Is so important. Honoring ourselves, honoring where we came from, and also honoring God. That's just who we are. So I don't think that it's going to be a hard transition if we do transition like that.

Rhea Walls: While we are here, we really want to show the Dreamers that the sky is the limit. I love to see that they're doing positive things and really great things and not other things because they can be doing some other things. I love that they feel like they can sit down and touch us because they can completely sing a song together, and snap our fingers.

Media question: I love y'all's energy as a group. Tell me what y'all do personally, internally, to keep y'all's energy where it is at all times.

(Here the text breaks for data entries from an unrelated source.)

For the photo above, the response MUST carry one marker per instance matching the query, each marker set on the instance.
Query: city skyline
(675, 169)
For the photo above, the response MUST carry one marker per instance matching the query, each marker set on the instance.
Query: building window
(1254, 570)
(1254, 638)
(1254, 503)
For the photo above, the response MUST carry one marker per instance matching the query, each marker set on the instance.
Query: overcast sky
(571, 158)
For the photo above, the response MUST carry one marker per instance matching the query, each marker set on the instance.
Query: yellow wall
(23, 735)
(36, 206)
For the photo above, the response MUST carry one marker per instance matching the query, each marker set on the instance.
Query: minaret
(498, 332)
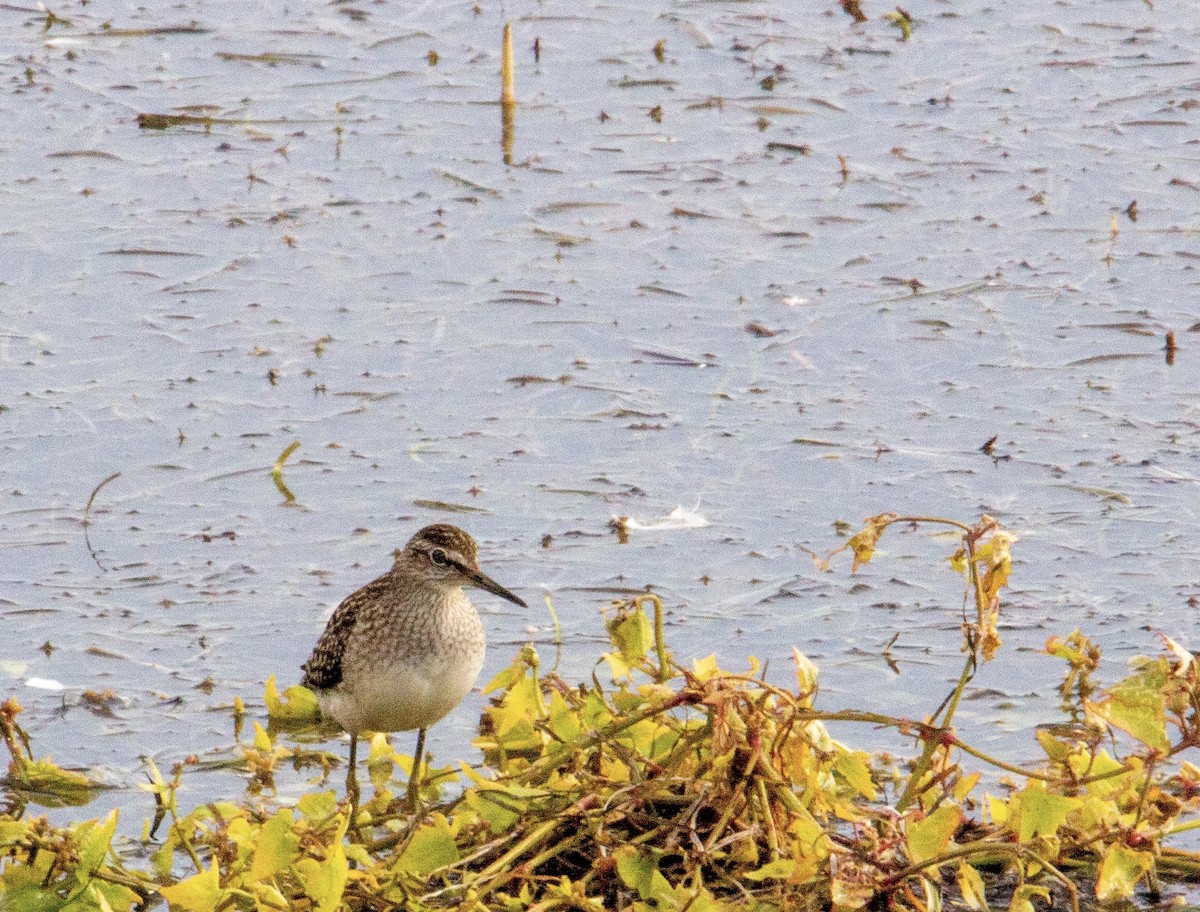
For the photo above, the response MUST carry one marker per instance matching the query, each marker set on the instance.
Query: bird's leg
(352, 779)
(414, 778)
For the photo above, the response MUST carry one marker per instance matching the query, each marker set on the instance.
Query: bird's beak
(485, 582)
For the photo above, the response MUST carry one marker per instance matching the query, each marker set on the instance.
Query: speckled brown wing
(324, 666)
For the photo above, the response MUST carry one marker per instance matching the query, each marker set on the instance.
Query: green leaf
(199, 893)
(318, 807)
(639, 870)
(1042, 813)
(855, 767)
(1135, 706)
(633, 635)
(930, 837)
(275, 850)
(53, 785)
(94, 840)
(778, 870)
(431, 847)
(971, 887)
(1120, 871)
(1021, 900)
(298, 706)
(563, 721)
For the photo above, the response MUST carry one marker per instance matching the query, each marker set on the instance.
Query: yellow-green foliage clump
(679, 787)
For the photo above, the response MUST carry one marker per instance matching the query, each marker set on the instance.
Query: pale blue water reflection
(343, 259)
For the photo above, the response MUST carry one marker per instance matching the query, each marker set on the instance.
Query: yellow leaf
(930, 837)
(631, 634)
(855, 767)
(262, 739)
(1042, 813)
(199, 893)
(94, 841)
(297, 706)
(805, 672)
(324, 882)
(706, 667)
(971, 887)
(1023, 895)
(275, 849)
(1120, 871)
(863, 543)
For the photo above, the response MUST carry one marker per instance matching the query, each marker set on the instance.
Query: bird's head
(449, 556)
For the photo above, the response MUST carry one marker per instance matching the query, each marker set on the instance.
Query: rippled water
(795, 273)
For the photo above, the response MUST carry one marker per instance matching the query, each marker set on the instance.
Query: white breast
(400, 697)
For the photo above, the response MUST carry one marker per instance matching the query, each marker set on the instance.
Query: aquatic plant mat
(669, 787)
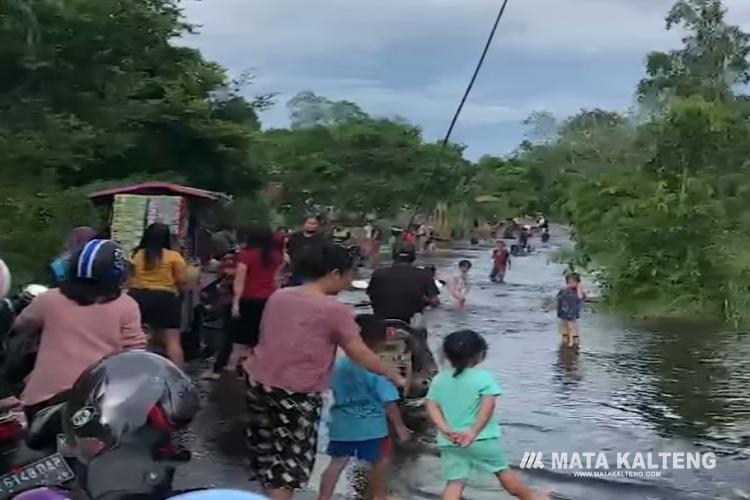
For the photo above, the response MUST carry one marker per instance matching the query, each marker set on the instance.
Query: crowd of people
(283, 331)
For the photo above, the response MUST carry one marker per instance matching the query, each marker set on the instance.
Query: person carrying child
(569, 300)
(459, 285)
(363, 404)
(461, 404)
(500, 263)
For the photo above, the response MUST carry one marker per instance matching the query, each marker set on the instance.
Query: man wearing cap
(402, 290)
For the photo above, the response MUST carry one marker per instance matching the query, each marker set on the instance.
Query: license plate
(49, 471)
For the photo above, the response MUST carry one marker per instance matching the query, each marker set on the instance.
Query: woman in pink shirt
(301, 330)
(83, 321)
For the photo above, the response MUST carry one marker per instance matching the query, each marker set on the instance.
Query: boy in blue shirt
(363, 404)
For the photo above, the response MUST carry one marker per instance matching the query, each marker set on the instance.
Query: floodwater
(631, 389)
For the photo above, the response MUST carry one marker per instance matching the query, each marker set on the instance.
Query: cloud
(413, 58)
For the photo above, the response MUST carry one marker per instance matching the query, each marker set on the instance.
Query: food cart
(130, 209)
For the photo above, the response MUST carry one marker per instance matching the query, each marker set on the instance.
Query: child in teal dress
(461, 404)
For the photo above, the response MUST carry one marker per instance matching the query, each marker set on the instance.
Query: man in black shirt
(309, 239)
(402, 290)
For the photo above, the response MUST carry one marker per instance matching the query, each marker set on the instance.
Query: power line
(452, 125)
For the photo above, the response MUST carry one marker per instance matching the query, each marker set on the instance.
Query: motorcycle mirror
(34, 290)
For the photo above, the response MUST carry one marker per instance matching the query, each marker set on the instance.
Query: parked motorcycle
(17, 352)
(118, 418)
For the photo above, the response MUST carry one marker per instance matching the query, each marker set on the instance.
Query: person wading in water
(310, 238)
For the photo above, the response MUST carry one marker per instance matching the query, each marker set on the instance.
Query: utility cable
(446, 139)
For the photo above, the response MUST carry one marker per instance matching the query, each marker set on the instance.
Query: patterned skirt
(282, 435)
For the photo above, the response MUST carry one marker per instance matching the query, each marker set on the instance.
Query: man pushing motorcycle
(401, 292)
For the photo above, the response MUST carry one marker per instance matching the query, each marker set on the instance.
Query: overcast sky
(413, 58)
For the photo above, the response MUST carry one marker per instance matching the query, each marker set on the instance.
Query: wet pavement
(631, 389)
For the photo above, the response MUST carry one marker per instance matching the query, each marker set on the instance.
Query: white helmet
(4, 279)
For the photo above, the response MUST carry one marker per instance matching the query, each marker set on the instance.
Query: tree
(712, 61)
(307, 109)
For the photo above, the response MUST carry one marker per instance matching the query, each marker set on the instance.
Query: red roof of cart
(161, 188)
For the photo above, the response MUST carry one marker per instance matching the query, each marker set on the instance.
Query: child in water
(459, 286)
(569, 300)
(461, 404)
(363, 404)
(500, 263)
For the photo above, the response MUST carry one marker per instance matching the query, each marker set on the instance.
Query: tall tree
(712, 60)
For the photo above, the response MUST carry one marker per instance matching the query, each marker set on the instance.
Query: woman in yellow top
(159, 272)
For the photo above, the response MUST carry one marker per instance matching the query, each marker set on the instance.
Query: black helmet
(100, 260)
(404, 252)
(123, 396)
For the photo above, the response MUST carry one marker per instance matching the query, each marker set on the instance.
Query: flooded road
(631, 389)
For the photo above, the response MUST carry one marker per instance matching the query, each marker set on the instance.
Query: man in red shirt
(227, 270)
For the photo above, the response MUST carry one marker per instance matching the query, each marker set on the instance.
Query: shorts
(485, 456)
(246, 329)
(371, 451)
(282, 435)
(160, 309)
(568, 328)
(497, 274)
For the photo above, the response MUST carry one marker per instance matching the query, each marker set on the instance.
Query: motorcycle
(34, 454)
(27, 452)
(407, 350)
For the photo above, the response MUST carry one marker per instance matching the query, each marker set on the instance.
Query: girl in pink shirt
(83, 321)
(301, 330)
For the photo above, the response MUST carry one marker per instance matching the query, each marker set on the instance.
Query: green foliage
(356, 163)
(711, 62)
(661, 207)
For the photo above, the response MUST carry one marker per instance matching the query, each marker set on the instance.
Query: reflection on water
(645, 388)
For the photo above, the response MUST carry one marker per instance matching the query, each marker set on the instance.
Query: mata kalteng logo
(640, 464)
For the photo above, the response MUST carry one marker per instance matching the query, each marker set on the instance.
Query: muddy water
(630, 389)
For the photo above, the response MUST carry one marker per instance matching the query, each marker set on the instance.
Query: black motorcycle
(34, 454)
(407, 350)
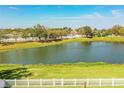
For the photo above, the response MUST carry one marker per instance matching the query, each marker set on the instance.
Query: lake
(67, 53)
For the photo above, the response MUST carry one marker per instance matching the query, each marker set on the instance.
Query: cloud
(59, 6)
(13, 8)
(85, 16)
(117, 13)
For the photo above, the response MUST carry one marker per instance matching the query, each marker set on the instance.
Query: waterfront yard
(41, 44)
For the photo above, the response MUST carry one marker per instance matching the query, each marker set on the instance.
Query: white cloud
(117, 13)
(13, 8)
(59, 6)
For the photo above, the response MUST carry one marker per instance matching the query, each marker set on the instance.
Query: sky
(74, 16)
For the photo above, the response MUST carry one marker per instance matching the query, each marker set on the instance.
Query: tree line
(45, 34)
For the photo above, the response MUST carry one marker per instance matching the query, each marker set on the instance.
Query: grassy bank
(77, 70)
(39, 44)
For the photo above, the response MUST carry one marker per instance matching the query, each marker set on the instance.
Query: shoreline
(77, 70)
(27, 45)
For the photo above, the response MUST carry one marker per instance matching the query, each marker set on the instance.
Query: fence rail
(65, 82)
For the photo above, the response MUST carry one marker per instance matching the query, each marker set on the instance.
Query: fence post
(113, 82)
(62, 82)
(87, 82)
(100, 82)
(28, 82)
(15, 83)
(40, 82)
(54, 82)
(75, 82)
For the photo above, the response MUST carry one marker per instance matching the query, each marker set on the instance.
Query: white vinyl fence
(65, 82)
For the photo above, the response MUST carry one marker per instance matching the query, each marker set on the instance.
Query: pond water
(67, 53)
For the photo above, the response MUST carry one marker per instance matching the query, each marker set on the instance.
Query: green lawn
(78, 70)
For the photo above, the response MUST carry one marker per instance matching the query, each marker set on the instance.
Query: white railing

Paco Walls: You got to block it out. You block out what don't vibe with you, and you kind of just keep your main... Maintaining your own vibe is personal. But we get with each other, we already halfway like each other because we're related, we're siblings. But it's about just halfway through maintaining your vibe.

Darrell Walls:  Yes. Everybody else has it too. We learned that. It comes from you first, before it comes from anybody else. So whatever you need to do for you to make sure that you are always OK, then everybody is okay.

Ahjah Walls: Because you'll see how quickly it spread. If you are in a good mood, you'll see how quickly it spreads. I'm telling you, when you get your mind right, when you got your heart right, you got your career right, can't go wrong.

PC: Pastor Mike Jr., as a man of faith, there are a hundred kids here. How are you encouraging kids to obviously chase their goals, but stay connected to their faith as well as stay grounded as they climb?

PMJ: I believe one of the biggest things we got to change, especially young pastors, is this notion that to be poor is to be saved. In church growing up, you couldn't wear makeup, you couldn't wear nothing. If you had something, it was the devil. And to me, I believe you could be saved and paid, or God doesn't mind you having stuff, but he does mind stuff having you. So what I'm trying my best to do is there are two types of people in this world. You got travel agents, and you got tour guides. A travel agent will book you a flight somewhere, you don't have no idea. Hey, go to Africa, God bless you, give me your money. But a tour guide going to be in the jungle with you saying, that's a tiger, don't go this way. So for me, Dreamers Academy, they're tour guides.

They're saying, no, no, no, no, we want to help navigate this path with you and help you go to another level. So that's what I'm trying to do. Just show them that you can be saved and saucy and still love God and still kick it and still have a good time and still live a blessed life. If not, man, this generation, they not believing like we did. Church was forced on us, but sadly, their parents went through so much in church that now if mom and daddy ain't believing how that's going to impact you. So I think we just got to come out the church and just be really personal. 

Media question: How do you keep your inner magic alive?

PMJ: My inner magic? Oh, that's easy. I know my why, man. I never did this for money or fame and none of that. I was 25 years old, and I got tired of seeing my friends die. I felt the Lord called me to start a church. So at 25, there's 10 of us, 26 maybe 1,200 by 27, it's seven, eight, 9,000 people. And so, for me, that's my why. 

In the city of Birmingham, where I'm from, we just paid off a million dollars worth of medical debt for everybody in the city. So imagine going to the mailbox and anybody who had passed due medical bills paid in full by Pastor Mike and Rock Church. Just bought brand new uniforms for everybody. So for me, I want to change their narrative that the higher you go, the more arrogant you get. From me, the higher I go, the more I'm going to start pulling people up, man. So I'll be that spiritual Peter Robinhood, go get it and take it back to the city.